On 02/27/2012 04:27 PM, Zach Brown wrote:
> On 02/27/2012 04:19 PM, Dave Kleikamp wrote:
>> This patchset was begun by Zach Brown and was originally submitted for
>> review in October, 2009.
> 
> Man, it's been a while.  I remembered almost none of the details of this
> work when I read your introductory message.  As I read the patches it
> all came flooding back, though.  Yikes :).
> 
> My biggest fear about this patch series is the sheer amount of very
> fiddly code motion.  I remember spending a lot of time verifying that
> the patches didn't accidentally lose new changes as the patches were
> ported to newer kernels.
>
> Has someone gone through these most recent patches with an absurdly fine
> toothed comb?  The patches that touch fs/direct-io.c and mm/filemap.c
> are the most risky, by far.

I was pretty careful porting these patches, trying not to lose the
effects of any newer changes to the affected functions. It wouldn't hurt
to go through them again, but I am putting it out as an RFC since I
don't think these are ready to merge quite yet.

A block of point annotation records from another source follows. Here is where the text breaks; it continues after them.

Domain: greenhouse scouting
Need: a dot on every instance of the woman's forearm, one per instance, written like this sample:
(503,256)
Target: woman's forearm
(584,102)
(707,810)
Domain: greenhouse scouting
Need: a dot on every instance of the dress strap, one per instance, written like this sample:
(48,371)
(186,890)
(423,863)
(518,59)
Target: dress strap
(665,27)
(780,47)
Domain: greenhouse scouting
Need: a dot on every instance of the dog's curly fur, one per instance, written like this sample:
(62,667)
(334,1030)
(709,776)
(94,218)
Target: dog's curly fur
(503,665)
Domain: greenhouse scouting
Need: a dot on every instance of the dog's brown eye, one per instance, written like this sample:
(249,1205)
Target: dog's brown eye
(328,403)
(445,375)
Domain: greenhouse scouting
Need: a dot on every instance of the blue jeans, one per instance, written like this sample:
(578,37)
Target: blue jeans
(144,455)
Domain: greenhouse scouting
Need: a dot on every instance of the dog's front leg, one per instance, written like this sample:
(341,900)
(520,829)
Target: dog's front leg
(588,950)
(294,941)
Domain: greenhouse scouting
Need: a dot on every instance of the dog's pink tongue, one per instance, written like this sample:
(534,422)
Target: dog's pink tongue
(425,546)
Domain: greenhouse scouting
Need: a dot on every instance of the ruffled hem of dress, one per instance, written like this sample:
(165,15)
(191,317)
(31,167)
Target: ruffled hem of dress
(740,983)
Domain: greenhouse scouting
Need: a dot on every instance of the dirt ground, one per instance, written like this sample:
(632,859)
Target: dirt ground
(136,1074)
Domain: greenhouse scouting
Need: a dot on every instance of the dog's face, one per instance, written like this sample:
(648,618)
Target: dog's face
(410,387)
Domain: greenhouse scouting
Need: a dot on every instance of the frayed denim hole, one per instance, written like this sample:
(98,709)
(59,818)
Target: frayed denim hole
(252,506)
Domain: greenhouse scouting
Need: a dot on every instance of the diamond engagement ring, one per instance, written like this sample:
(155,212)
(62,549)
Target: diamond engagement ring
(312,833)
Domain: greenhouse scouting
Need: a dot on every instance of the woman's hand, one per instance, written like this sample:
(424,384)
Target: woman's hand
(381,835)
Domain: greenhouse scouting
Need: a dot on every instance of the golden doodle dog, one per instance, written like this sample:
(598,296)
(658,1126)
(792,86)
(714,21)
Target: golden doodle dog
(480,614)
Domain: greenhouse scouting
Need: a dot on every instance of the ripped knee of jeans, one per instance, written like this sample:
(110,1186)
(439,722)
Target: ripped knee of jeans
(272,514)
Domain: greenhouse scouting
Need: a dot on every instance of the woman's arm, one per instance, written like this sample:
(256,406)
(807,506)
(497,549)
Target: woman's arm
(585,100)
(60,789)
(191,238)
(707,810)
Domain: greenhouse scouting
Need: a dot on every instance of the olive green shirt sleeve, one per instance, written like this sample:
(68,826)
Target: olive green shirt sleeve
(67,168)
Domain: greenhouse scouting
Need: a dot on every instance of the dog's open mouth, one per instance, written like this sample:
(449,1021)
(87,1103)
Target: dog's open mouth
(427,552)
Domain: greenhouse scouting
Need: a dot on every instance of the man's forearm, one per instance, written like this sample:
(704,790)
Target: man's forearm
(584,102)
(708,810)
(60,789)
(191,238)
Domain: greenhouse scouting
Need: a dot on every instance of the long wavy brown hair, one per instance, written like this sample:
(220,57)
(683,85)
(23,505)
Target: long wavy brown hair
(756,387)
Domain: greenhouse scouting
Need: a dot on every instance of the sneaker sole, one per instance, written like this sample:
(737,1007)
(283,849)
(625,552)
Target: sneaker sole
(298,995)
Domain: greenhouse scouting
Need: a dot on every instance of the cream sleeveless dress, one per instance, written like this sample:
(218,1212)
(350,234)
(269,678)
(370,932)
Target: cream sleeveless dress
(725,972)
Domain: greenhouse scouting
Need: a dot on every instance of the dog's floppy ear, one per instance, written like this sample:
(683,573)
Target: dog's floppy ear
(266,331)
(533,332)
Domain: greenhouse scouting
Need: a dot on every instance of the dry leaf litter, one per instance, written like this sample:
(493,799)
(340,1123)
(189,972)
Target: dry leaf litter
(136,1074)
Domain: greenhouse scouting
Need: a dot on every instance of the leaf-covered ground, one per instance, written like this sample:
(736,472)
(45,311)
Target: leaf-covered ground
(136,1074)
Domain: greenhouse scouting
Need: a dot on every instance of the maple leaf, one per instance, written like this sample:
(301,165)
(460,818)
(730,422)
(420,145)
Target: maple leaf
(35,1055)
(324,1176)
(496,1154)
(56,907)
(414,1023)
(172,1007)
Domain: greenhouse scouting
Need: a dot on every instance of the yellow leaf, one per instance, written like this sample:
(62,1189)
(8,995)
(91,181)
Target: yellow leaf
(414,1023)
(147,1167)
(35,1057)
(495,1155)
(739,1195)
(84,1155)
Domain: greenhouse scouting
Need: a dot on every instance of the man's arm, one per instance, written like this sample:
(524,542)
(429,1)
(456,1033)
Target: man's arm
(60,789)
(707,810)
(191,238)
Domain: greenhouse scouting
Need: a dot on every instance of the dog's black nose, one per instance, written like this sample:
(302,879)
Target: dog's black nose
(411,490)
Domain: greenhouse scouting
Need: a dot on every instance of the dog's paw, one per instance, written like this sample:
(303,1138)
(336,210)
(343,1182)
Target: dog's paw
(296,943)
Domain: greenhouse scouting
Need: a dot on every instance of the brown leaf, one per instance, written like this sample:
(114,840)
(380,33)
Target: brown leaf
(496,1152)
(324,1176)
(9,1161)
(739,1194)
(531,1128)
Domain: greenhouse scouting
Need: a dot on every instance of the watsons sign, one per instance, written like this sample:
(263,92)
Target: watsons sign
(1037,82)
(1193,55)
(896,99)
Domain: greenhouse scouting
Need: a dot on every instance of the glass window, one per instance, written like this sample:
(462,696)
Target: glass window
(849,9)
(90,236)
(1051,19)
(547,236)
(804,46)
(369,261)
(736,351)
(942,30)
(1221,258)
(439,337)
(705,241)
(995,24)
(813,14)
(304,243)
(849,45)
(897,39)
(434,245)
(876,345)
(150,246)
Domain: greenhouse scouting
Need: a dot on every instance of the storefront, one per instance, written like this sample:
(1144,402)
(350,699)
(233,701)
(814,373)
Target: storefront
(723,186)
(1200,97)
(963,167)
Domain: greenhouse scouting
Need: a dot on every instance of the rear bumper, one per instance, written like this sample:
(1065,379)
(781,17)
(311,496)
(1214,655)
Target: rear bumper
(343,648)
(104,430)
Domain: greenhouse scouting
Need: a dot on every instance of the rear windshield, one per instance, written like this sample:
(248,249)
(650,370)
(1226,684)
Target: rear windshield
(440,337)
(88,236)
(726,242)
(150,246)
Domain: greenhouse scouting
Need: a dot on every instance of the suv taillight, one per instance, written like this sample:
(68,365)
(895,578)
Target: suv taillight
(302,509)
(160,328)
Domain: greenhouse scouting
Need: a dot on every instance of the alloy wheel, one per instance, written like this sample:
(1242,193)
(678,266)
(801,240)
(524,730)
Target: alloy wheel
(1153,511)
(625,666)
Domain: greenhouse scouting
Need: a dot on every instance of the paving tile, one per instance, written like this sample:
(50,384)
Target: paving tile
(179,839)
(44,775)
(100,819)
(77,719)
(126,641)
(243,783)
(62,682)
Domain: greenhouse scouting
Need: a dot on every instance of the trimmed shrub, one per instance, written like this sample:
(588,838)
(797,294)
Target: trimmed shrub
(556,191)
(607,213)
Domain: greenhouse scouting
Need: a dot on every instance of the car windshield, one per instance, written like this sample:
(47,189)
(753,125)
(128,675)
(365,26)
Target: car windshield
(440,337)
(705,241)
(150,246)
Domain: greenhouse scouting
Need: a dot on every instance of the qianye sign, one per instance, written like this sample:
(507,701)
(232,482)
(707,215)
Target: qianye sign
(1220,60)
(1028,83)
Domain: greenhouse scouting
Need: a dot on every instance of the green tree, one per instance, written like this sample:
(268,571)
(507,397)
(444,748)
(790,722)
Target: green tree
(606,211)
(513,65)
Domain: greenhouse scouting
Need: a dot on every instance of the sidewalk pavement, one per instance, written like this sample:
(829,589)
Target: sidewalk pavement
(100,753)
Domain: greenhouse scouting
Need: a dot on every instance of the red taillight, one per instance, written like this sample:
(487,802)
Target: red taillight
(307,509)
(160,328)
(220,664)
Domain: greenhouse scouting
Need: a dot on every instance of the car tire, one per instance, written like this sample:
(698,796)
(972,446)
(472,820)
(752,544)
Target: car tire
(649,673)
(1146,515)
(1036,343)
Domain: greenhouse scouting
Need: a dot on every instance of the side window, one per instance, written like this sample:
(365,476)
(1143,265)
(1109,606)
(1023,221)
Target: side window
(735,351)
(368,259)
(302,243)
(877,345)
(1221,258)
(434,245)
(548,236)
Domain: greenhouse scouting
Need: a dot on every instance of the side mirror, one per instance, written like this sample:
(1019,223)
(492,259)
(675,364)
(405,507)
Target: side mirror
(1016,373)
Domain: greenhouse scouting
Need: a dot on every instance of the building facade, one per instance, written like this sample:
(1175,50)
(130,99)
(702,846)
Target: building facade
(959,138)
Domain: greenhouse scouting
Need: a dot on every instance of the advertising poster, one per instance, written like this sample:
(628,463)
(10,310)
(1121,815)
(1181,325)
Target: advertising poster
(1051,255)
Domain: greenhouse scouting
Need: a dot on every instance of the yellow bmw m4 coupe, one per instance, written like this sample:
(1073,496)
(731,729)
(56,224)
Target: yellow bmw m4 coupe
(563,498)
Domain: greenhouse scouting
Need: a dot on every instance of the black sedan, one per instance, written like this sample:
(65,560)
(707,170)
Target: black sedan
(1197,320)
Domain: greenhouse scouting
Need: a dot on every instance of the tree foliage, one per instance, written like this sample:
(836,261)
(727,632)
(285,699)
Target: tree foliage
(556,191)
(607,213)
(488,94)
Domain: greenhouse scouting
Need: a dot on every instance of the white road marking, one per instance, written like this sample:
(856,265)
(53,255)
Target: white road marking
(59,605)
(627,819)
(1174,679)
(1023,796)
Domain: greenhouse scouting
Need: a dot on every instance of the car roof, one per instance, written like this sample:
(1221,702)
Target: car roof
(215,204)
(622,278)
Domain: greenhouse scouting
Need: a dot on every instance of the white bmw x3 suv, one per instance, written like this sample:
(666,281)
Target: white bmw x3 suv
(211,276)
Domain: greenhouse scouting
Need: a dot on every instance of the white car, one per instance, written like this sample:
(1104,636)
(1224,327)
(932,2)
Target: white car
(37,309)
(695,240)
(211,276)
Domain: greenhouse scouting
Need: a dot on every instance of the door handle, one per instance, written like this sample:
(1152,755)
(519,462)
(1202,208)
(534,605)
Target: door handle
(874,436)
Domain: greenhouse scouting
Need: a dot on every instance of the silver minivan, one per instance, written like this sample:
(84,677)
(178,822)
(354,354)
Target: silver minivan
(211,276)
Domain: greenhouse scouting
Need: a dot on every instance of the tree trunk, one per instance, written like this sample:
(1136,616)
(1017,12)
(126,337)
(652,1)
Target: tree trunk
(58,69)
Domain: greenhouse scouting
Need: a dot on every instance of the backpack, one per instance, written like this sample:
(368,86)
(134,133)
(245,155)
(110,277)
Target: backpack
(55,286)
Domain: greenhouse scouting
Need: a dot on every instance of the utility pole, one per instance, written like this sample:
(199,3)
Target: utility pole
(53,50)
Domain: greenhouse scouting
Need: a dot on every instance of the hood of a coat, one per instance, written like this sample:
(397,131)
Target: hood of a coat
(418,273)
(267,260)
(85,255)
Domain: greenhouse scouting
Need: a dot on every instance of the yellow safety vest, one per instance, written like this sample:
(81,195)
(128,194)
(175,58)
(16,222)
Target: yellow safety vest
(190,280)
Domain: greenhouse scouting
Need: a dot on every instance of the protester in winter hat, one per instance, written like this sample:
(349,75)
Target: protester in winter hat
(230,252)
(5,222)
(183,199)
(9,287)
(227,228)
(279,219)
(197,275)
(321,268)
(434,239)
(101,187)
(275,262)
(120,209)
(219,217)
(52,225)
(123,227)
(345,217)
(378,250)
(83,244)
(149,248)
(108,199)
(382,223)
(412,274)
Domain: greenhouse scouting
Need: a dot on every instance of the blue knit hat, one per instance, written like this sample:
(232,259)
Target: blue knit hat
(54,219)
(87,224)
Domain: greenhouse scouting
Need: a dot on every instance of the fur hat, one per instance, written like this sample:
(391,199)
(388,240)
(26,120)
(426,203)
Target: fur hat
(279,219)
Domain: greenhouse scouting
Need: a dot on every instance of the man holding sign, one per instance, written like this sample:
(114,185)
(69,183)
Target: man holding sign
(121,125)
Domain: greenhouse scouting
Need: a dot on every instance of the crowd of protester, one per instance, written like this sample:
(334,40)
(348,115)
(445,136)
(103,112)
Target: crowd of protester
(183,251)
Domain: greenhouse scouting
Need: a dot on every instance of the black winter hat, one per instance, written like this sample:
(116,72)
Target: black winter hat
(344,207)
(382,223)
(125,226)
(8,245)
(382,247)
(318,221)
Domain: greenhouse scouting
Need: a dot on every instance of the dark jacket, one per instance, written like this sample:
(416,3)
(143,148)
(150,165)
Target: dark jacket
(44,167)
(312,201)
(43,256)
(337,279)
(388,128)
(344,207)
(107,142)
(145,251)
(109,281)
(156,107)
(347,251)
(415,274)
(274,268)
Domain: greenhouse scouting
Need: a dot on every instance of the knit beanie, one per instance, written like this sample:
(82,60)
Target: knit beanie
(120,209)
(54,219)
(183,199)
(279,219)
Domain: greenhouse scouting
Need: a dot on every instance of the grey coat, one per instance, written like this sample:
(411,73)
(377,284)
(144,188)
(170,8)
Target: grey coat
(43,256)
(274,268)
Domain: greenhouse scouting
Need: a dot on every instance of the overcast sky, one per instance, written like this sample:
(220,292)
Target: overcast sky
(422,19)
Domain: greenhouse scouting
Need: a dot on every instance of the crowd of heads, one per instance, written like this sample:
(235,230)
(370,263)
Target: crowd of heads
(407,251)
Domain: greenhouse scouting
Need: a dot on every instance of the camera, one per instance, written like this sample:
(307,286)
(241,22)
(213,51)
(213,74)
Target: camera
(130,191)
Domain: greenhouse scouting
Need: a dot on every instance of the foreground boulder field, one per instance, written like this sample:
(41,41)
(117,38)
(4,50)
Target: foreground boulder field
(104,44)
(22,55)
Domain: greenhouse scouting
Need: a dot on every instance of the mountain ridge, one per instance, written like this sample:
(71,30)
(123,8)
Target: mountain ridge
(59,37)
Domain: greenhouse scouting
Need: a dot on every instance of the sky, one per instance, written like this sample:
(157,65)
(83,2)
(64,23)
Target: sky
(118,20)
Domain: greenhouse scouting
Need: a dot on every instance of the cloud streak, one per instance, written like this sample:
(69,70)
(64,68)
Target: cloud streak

>> This series was written to reduce the current overhead loop imposes by
>> performing synchronus buffered file system IO from a kernel thread. 
>> These
>> patches turn loop into a light weight layer that translates bios into
>> iocbs.
> 
> It'd be worth including some simple benchmark results, I think.  I
> remember testing with concurrent O_DIRECT aio with fio on a loopback
> device on top of files in each underlying file system.

Actually, some preliminary tests I ran showed a significant slowdown. I
suspect it may have to do with the unconditional setting of O_DIRECT,
but I haven't verified that yet. I'll do further performance analysis,
but I wanted to get some eyes on this in the mean time.